Weltchronik. Der Ministeriale gilt auch als der erste namentlich bekannte "Vorarlberger Dichter". Besonders sein letztes Werk, die "Weltchronik" (entstanden zwischen 1250 und 1254), erfreute sich unter den Adeligen größter Beliebtheit und vermittelte ihnen das Wissen über die Geschehnisse im Alten Testament. Die Weltchronik dürfte im ausgehenden Mittelalter zu einer der beliebtesten Dichtungen geworden sein, weil sie es verstand, biblische Geschichte in der Sprache der Zeit zu erzählen. Hier wurde biblisches Heilsgeschehen von der Betrachtung der Vergangenheit in die Bewährung der Gegenwart geführt: Die Geschichte längst vergangener Jahrhunderte wurde in den illustrierten Handschriften in die Erlebnisnähe des gotischen Hochmittelalters gebracht.
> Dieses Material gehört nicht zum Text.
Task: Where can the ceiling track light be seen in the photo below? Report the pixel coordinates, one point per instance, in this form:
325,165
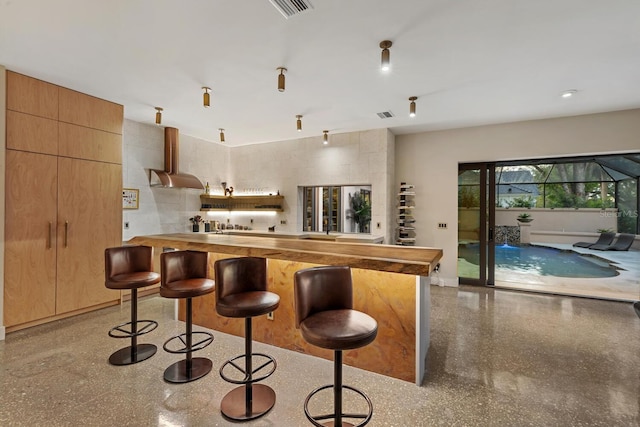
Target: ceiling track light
385,62
281,78
158,116
412,106
206,97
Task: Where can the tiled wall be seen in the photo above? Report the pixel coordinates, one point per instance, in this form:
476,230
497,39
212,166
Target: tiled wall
350,158
165,210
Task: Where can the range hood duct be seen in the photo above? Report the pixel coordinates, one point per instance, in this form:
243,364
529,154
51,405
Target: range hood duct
171,176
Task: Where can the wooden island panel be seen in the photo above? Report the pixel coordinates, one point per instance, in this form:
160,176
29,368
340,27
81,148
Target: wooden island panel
393,259
390,284
393,351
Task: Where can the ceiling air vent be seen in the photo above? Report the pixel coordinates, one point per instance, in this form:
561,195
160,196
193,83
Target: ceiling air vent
385,114
289,8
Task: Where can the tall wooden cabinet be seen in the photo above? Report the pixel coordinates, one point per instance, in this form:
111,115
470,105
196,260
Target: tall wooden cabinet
63,200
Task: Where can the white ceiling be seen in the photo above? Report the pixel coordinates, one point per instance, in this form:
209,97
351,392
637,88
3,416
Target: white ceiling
469,62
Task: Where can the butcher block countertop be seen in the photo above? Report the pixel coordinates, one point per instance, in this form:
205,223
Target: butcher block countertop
413,260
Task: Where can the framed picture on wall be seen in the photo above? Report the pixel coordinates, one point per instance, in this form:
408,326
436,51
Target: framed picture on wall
130,198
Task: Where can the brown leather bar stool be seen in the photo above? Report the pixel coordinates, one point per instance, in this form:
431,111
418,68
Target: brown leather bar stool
326,318
241,291
184,275
131,267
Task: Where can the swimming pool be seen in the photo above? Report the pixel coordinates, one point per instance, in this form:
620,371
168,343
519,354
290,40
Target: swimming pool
543,261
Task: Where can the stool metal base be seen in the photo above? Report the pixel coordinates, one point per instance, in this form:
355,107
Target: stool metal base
178,372
235,407
132,354
315,419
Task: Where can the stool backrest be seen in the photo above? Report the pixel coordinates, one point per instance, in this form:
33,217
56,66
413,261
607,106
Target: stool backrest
320,289
183,265
127,259
236,275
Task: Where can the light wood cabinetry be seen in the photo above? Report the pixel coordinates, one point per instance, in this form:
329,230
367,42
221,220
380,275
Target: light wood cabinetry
241,203
87,194
30,237
63,201
90,144
32,96
27,132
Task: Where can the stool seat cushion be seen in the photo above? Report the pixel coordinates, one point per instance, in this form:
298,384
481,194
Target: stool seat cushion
138,279
343,329
247,304
188,288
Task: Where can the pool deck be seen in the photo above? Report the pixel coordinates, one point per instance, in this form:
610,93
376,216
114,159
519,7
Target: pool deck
624,287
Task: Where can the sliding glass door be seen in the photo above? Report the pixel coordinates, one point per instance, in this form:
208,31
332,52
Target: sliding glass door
476,223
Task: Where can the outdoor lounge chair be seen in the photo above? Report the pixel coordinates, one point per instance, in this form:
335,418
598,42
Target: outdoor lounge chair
622,243
605,239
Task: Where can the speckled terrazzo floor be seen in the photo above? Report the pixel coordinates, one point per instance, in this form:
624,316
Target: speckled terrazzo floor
497,358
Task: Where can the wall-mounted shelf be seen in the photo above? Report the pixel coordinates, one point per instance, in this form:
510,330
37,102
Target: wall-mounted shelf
406,231
241,203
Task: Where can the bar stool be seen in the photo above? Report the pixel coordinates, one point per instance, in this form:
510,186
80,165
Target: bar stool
323,299
241,291
184,275
131,267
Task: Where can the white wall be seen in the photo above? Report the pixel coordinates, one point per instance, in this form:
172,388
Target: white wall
430,161
166,210
3,145
351,158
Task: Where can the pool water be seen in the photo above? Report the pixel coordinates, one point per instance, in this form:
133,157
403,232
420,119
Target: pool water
542,261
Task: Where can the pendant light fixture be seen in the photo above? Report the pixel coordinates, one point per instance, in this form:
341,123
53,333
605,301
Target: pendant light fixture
385,62
206,98
412,106
281,78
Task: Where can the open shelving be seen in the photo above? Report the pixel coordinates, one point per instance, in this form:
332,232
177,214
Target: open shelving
406,231
210,202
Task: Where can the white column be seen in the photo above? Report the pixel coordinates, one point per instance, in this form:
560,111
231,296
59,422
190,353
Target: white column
423,336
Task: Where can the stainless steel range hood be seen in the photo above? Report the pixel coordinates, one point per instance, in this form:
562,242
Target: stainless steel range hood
171,176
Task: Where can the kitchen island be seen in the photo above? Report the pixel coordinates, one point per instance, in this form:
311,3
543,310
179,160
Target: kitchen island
390,283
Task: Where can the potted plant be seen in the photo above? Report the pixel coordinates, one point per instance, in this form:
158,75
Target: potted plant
195,220
524,217
360,212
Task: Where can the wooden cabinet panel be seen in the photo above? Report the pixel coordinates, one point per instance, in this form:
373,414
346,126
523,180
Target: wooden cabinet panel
88,111
30,240
90,209
90,144
32,133
32,96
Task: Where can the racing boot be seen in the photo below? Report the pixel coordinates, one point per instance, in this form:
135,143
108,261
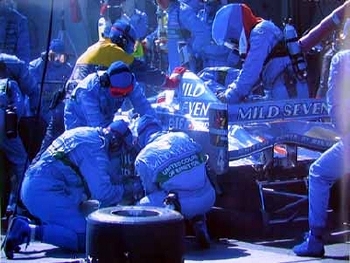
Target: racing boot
313,246
171,201
201,232
18,233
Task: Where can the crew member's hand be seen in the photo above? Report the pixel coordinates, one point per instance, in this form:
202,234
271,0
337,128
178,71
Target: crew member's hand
173,81
221,96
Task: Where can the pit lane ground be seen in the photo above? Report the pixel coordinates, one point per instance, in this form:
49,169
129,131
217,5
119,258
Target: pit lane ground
237,231
260,250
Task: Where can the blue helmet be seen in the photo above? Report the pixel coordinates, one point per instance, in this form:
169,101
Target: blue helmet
124,35
228,24
146,126
121,135
121,79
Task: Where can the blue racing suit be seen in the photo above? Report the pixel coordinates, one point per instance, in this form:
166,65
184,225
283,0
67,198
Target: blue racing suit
75,168
14,33
333,163
20,84
173,162
274,73
184,26
93,105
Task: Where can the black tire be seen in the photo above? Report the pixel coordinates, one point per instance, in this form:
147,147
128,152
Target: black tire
135,234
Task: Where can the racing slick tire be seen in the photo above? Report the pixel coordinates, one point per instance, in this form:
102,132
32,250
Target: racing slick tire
135,234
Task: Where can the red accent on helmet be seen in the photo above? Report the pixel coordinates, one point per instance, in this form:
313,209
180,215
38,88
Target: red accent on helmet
121,91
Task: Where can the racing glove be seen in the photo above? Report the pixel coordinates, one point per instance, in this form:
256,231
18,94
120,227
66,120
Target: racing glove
133,190
173,81
230,95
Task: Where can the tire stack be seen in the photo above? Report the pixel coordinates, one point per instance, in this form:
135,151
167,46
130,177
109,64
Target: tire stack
135,234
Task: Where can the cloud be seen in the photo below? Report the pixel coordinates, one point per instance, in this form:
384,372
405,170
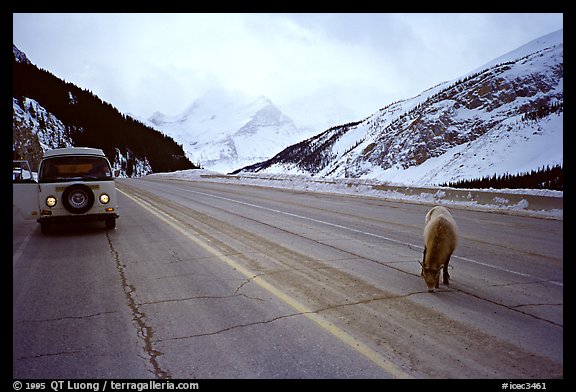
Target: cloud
141,63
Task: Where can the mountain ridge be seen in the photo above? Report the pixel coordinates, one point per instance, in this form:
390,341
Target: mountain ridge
223,130
404,141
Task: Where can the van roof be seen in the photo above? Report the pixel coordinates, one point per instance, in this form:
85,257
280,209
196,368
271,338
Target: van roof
74,151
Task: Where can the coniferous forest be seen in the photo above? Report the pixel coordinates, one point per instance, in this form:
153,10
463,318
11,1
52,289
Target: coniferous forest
543,178
92,122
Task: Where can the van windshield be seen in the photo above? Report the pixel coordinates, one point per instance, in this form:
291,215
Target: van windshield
66,168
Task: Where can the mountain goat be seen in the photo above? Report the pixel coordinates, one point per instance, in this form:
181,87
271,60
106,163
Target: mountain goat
440,240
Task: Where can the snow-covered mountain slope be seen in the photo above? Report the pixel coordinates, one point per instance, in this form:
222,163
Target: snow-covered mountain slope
46,127
225,130
506,116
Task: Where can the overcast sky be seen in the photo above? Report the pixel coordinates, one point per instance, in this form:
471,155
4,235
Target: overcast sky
142,63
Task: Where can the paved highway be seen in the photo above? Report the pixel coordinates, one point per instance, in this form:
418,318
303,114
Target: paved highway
208,280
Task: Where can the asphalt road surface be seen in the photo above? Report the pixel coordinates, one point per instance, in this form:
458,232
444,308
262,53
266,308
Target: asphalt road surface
208,280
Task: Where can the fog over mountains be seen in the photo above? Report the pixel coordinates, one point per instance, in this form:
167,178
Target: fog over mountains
224,130
503,117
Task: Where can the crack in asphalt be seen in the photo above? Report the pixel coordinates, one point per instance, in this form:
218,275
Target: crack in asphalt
67,318
50,354
144,331
318,311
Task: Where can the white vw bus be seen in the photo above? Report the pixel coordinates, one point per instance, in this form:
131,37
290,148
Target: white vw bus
72,184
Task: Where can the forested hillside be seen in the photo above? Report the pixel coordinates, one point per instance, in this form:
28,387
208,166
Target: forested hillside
89,121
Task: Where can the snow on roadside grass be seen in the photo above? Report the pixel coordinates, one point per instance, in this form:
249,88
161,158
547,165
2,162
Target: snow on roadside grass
529,202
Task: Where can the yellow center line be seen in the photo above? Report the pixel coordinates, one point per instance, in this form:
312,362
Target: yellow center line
340,334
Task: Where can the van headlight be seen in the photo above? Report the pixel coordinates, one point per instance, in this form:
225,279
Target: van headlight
51,201
104,198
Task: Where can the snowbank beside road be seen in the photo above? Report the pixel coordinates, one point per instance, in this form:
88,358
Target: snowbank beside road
531,202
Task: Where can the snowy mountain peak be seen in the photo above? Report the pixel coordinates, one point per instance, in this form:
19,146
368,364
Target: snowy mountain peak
506,117
223,130
19,55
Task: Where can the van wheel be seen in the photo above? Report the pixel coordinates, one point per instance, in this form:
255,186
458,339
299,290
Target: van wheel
78,198
45,227
110,223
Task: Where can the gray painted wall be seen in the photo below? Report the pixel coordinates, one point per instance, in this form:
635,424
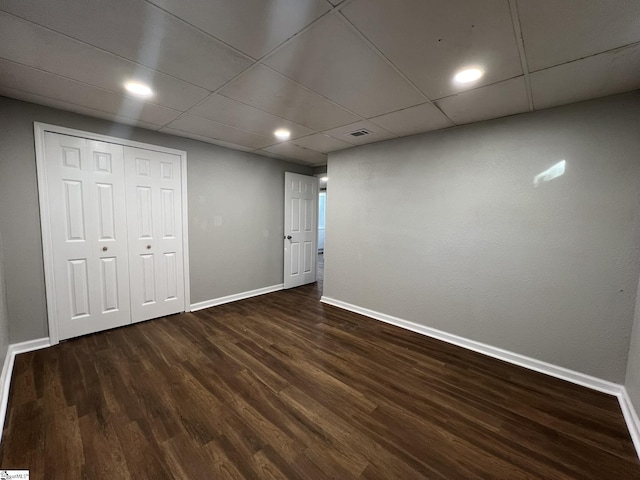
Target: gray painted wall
632,382
447,230
244,253
4,316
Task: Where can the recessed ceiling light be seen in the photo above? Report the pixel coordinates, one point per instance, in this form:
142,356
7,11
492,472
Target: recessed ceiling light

Die "Weltchronik" war ein dem Kaiser Konrad IV. gewidmetes Werk, das im Anschluss an die Bibel, die "Historia scholastica" des Petrus Comestor und das "Panthéon" Gottfrieds von Viterbo die Weltgeschichte in 36338 paarweise gereimten Versen in mittelhochdeutscher Sprache von der Schöpfung bis zu Salomos Tod erzählt.

Der gute Gerhard. Rudolf von Ems verfasst im Auftrag Rudolfs von Steinach, eines bischöflich-konstanzischen Ministerialen, zwischen 1215 und 1225 sein erstes Werk "Der gute Gerhard". Von den uns überlieferten Werken ist diese Erzählung das älteste und zugleich beste, eine Verherrlichung der Demut christlichen Sinnes, wahrscheinlich nach lateinischer Quelle bearbeitet. Es ist zugleich auch der erste Roman mit einem Kaufmann als Helden und die erste Ich-Erzählung der deutschen Literatur.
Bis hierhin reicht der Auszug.